Environmentalists have called on the pope to halt the chopping down of a tree destined for St. Peter’s Square this Christmas, but the town providing the tree says it was doomed anyway.
In a few days, President Biden will be presented with a live turkey that he will undoubtedly pardon, partaking in an enduring pre-Thanksgiving ritual that may be “America’s most hokey modern presidential tradition.”
In Italy this year, environmentalists are calling on Pope Francis to stay the execution — so to speak — of a tree towering nearly 100 feet tall that hails from the northern region of Trentino and has been destined to adorn St. Peter’s Square for the Christmas season.

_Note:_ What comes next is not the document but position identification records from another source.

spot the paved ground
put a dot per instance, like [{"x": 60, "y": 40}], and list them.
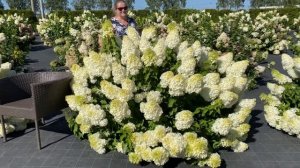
[{"x": 269, "y": 148}]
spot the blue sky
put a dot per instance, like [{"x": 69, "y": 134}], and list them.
[{"x": 191, "y": 4}]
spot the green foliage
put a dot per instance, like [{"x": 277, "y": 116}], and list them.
[
  {"x": 52, "y": 5},
  {"x": 291, "y": 95},
  {"x": 84, "y": 4},
  {"x": 1, "y": 5},
  {"x": 225, "y": 4},
  {"x": 74, "y": 127},
  {"x": 32, "y": 19},
  {"x": 18, "y": 4},
  {"x": 179, "y": 14},
  {"x": 105, "y": 4}
]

Citing three of Francis’s major documents on the importance of safeguarding the environment, opponents of the tree’s relocation drafted an online petition calling on the pope to “give clear signals so that we can change our approach toward respecting nature” and spare the tree.
The petition demands “no to fircide” (doubtlessly the evergreen tree equivalent of homicide), saying “Christmas trees are a pagan tradition and have nothing to do with the birth of Christ.”

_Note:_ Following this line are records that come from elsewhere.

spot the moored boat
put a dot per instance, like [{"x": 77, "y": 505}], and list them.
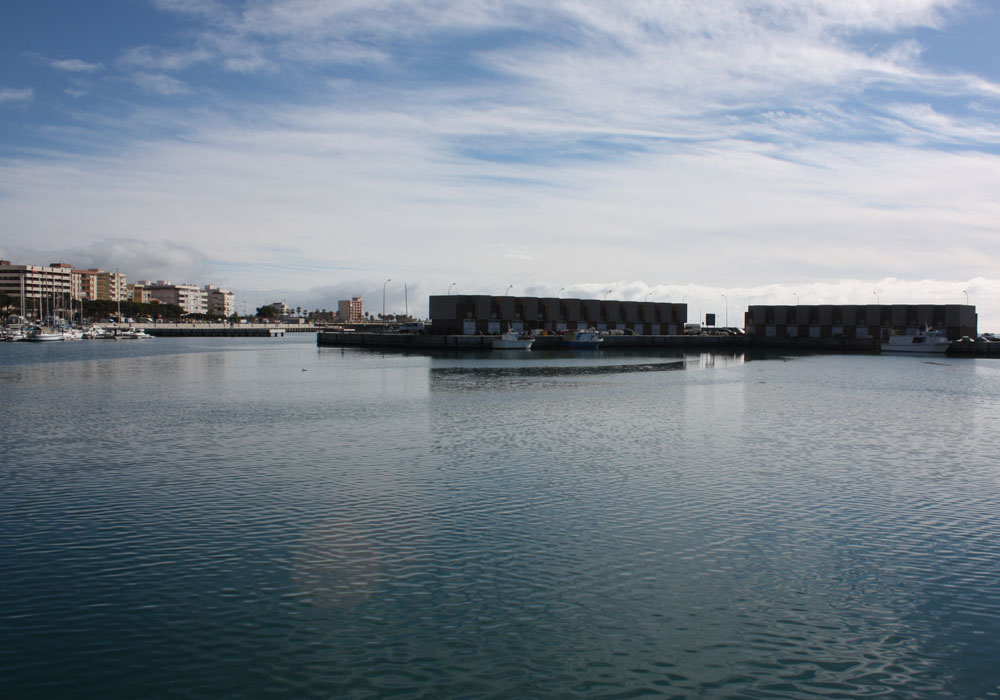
[
  {"x": 133, "y": 334},
  {"x": 512, "y": 340},
  {"x": 39, "y": 334},
  {"x": 589, "y": 339},
  {"x": 926, "y": 341}
]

Ancient Romans are believed to have decorated their homes with evergreen boughs to mark the winter solstice during a feast called Saturnalia. But decorated trees later took root throughout Europe as part of the Christian holiday festivities, with Latvia and Estonia having squabbled over being the site of the world’s first decorated Christmas tree.
In Italy, where many churches and families still celebrate Christmas with miniature nativity scenes, the Christmas tree tradition only really took hold after the end of World War II.
But Italians don’t seem particularly sentimental about the tradition. In Rome, one Christmas tree near City Hall was criticized for being too mangy, and another was compared to a piece of Ikea furniture or Frankenstein. In Naples, trees are regularly stolen.
At the Vatican, the Christmas tree tradition dates to 1982, when a Polish farmer brought Pope John Paul II a tree “all the way” from Poland.
“Since then, the offering of the Christmas tree to the Pope has become an honor,” according to the Vatican, which annually accepts a tree donated from a different European country or region.
Renato Girardi, the mayor of Ledro, the town that gives its name to the valley where this year’s tree is from, said his offer had been on a Vatican waiting list for nine years.
“We wanted to unite the community around a tree,” he said in a telephone interview.
At least tens of thousands apparently disagree with the tree’s planned fate, with the online petition drawing signatures from nearly 50,000 people.
This week, organizers of the protest printed out all the names of the signatories and sent them in a hefty package to Pope Francis (with a request for acknowledgment of receipt).
“We heard the pope doesn’t have an email — but he does open letters,” said Ornella Dorigatti, president of Bearsandothers, one of the groups involved in the protest. They used recycled paper, she said.
The protest also encourages people to print and mail to the pope a pre-written letter, which describes the chosen tree as having been a “mute spectator to two world wars” and having given “shade, shelter and delight” to generations of residents of Ledro and visitors.
Actually, local officials have yet to identify which specific tree would be chopped down, since they want to mislead protesters who had pledged to chain themselves to it, Ms. Dorigatti said.
The letter calls on the pope to do as St. Francis of Assisi would have done: Choose nature over notoriety.
But Mr. Girardi, the mayor, noted that the valley’s economy was dependent on the lumber industry, and that the tree was one of several scheduled to be felled this year in compliance with PEFC, the European Commission forestry certification system.
“If it doesn’t go to Rome it will go to a sawmill,” he said.
“The entire community is involved in this project,” he said, adding that some 600 residents, out of the valley’s population of 5,400, were planning to go to Rome for the tree-lighting ceremony in December.
The mayor said that once the tree had done its turn in St. Peter’s Square, it would be brought back to Ledro and carved into a sculpture for a local art park.
The Vatican did not immediately respond to a request for comment.